Dans son Something About April II enregistré avec sa collection d'instruments rares et vintage, le producteur de 37 ans basé à Los Angeles rapproche comme personne les univers sonores 60's de la dark soul américaine et du cinéma classique européen, le tout dans une épopée musicale raffinée et sophistiquée où brillent les voix soul de Raphael Saadiq (Magic Music), Loren Oden (Sandrine, Sittin By The Radio), Karolina (Winter Is Here, Hear My Love) ou encore de Laeticia Sadier et Bilal, qui interprètent en duo Step Beyond et La Ballade, allusion à peine voilée au couple sulfureux Gainsbourg et Birkin. L'artwork du disque, figurant deux jeunes femmes nues (l'une noire et l'autre blanche) s'enlaçant avec tendresse, fait immanquablement penser aux fameuses jaquettes d'Ohio Players, belles, subjectives et sensuelles, magnifiant la beauté afro.

La rétro-soul psyché-cinématique d'Adrian Younge impose le respect et place cet esthète du son parmi les plus talentueux artisans musicaux de sa génération.



vendredi 18 décembre 2015

Linx, Fresu, Wissels/Heartland - The Whistleblowers (Bonsaï Music/Harmonia Mundi)


Linx, Fresu, Wissels/Heartland - The Whistleblowers (Bonsaï Music/Harmonia Mundi)

Le délicieux The Whistleblowers succède au premier opus Heartland publié voilà plus de 15 ans et dirigé par 3 étoiles du jazz européen, le tandem David Linx (incontournable crooner belge) et son vieil ami le pianiste néerlandais Diederick Wissels, accompagné du délicat trompettiste italien Paolo Fresu.

Le projet édité par Bonsaï Music et coproduit par Fresu déborde d'élégance et d'émotion, il est écrit à six mains complices et pensé sur une même longueur d'onde. Son répertoire est constitué de 12 ballades originales (dont un hommage vibrant au trompettiste Kenny Wheeler, disparu en 2014) et d'une reprise d'un classique de la chanson italienne Le Tue Mani. L'un des chanteurs les plus emblématiques de la scène jazz vocal de ces 20 dernières années signe tous les textes et partage la composition avec ses deux acolytes.

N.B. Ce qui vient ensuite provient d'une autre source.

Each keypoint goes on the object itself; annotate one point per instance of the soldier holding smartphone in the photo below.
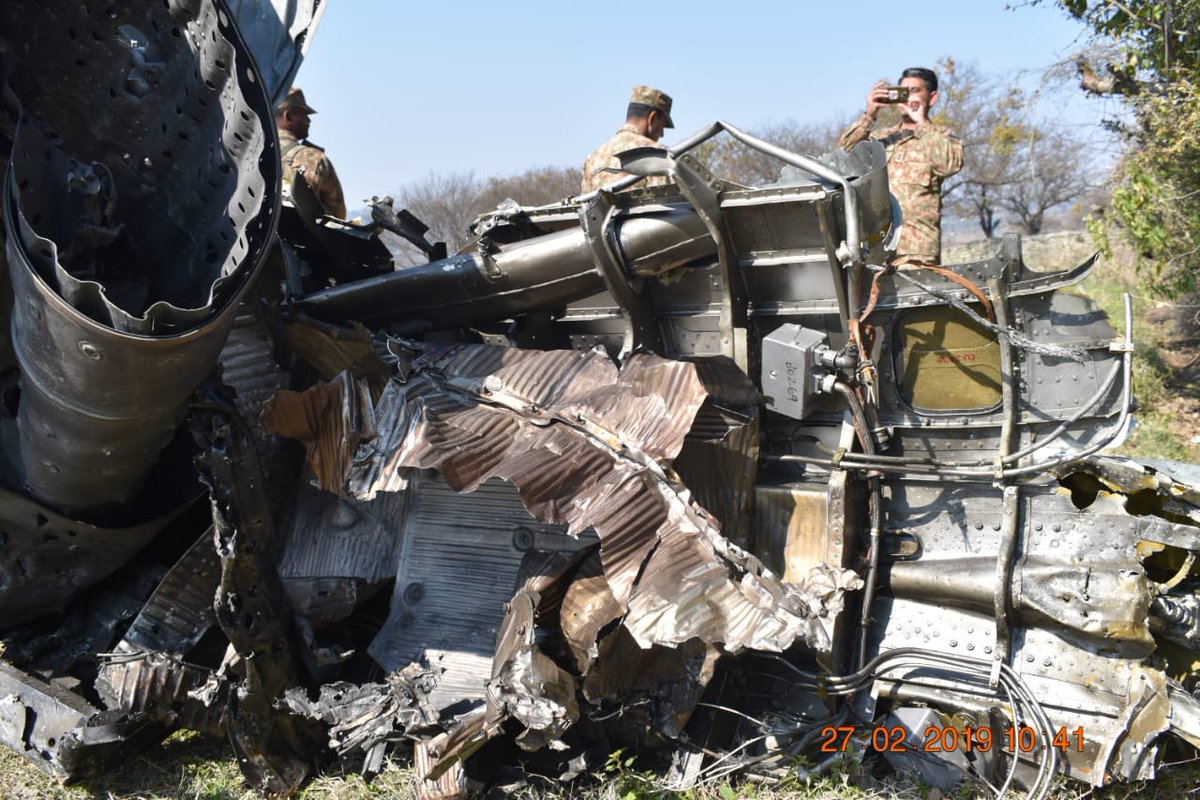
(921, 156)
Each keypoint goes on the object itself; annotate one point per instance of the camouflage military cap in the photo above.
(655, 100)
(295, 100)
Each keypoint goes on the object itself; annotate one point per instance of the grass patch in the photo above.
(1155, 434)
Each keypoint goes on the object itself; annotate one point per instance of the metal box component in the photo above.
(790, 359)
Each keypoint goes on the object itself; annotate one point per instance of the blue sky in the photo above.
(409, 89)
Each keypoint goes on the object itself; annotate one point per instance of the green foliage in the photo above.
(1157, 70)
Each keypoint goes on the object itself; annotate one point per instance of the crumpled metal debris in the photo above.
(589, 446)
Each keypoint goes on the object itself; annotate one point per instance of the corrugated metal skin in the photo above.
(663, 557)
(461, 560)
(342, 537)
(180, 609)
(247, 365)
(154, 684)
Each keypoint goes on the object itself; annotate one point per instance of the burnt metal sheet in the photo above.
(460, 560)
(47, 558)
(331, 536)
(1081, 596)
(118, 320)
(63, 733)
(279, 35)
(595, 459)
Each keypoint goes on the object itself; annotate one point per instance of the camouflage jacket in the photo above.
(318, 170)
(918, 161)
(627, 138)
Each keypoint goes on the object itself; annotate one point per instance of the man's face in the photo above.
(658, 124)
(919, 97)
(295, 121)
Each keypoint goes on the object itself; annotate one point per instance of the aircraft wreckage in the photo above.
(685, 469)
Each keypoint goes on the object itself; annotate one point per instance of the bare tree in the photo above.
(1014, 162)
(1049, 174)
(987, 115)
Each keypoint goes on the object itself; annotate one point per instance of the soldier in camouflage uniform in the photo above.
(648, 114)
(297, 154)
(921, 155)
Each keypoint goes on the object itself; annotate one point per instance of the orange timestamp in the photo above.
(898, 739)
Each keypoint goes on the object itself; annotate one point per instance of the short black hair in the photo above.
(928, 76)
(639, 110)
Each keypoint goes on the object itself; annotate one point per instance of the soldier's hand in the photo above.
(913, 110)
(876, 98)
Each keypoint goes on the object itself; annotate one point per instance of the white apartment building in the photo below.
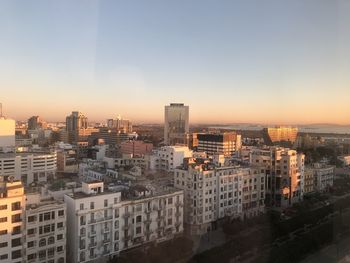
(12, 200)
(213, 192)
(284, 170)
(167, 158)
(176, 124)
(102, 224)
(28, 167)
(45, 230)
(7, 134)
(227, 143)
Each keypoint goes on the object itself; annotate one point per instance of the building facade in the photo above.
(136, 147)
(104, 223)
(176, 124)
(227, 143)
(212, 193)
(280, 135)
(284, 174)
(45, 230)
(12, 201)
(7, 135)
(167, 158)
(28, 167)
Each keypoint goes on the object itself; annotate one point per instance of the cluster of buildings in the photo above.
(122, 193)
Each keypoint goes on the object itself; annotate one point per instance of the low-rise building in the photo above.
(167, 158)
(214, 192)
(12, 201)
(28, 167)
(102, 223)
(45, 230)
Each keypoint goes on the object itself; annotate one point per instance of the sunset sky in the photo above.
(278, 62)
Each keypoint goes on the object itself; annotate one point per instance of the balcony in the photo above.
(93, 244)
(127, 214)
(106, 240)
(148, 231)
(92, 233)
(160, 218)
(92, 221)
(178, 203)
(147, 221)
(126, 238)
(157, 208)
(105, 230)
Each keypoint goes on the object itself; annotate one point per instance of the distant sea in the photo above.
(316, 128)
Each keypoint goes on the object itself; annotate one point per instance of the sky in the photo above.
(251, 61)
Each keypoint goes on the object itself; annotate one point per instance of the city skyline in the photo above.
(233, 62)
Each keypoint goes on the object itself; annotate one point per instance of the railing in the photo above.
(147, 221)
(94, 244)
(92, 221)
(177, 214)
(92, 233)
(105, 230)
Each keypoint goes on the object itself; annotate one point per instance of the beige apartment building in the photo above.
(45, 230)
(284, 170)
(212, 193)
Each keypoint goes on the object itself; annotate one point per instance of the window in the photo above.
(31, 219)
(47, 216)
(16, 206)
(50, 240)
(116, 213)
(16, 242)
(16, 218)
(42, 254)
(16, 254)
(51, 252)
(3, 244)
(82, 256)
(42, 242)
(30, 244)
(16, 230)
(31, 231)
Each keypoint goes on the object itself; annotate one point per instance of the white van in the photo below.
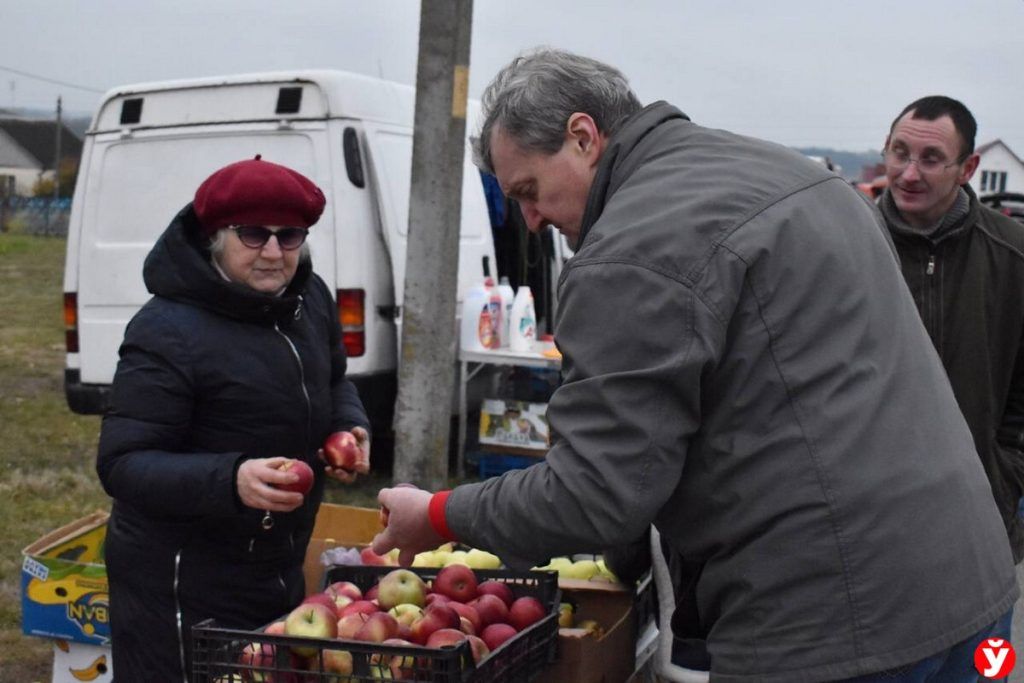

Les mélodies souvent aériennes y sont touchantes et envoutantes, elles dégagent toutes une alchimie rythmée au fil des lignes voluptueuses du bassiste français Christophe Wallemme par les pulsations délicates du batteur norvégien Helge Andreas Norbakken. Le groove étincelant palpable dans des titres comme Contradiction Takes Its Place – Part 2 alterne avec la lenteur sensuelle de bijoux tels que This Dwelling Place, ils animent des textes parlant d'amour, d'amitié et du temps qui passe. Cette fluidité est le fruit d'une entente parfaite et d'un plaisir non boudé de jouer ensemble. Le souffle du trompettiste nous enivre comme à l'accoutumé tandis que les accompagnements essentiels et évidents de Diederick offrent un écrin subtil à la voix de David qui va et vient des aigus aux graves avec une aisance et une classe impressionnante.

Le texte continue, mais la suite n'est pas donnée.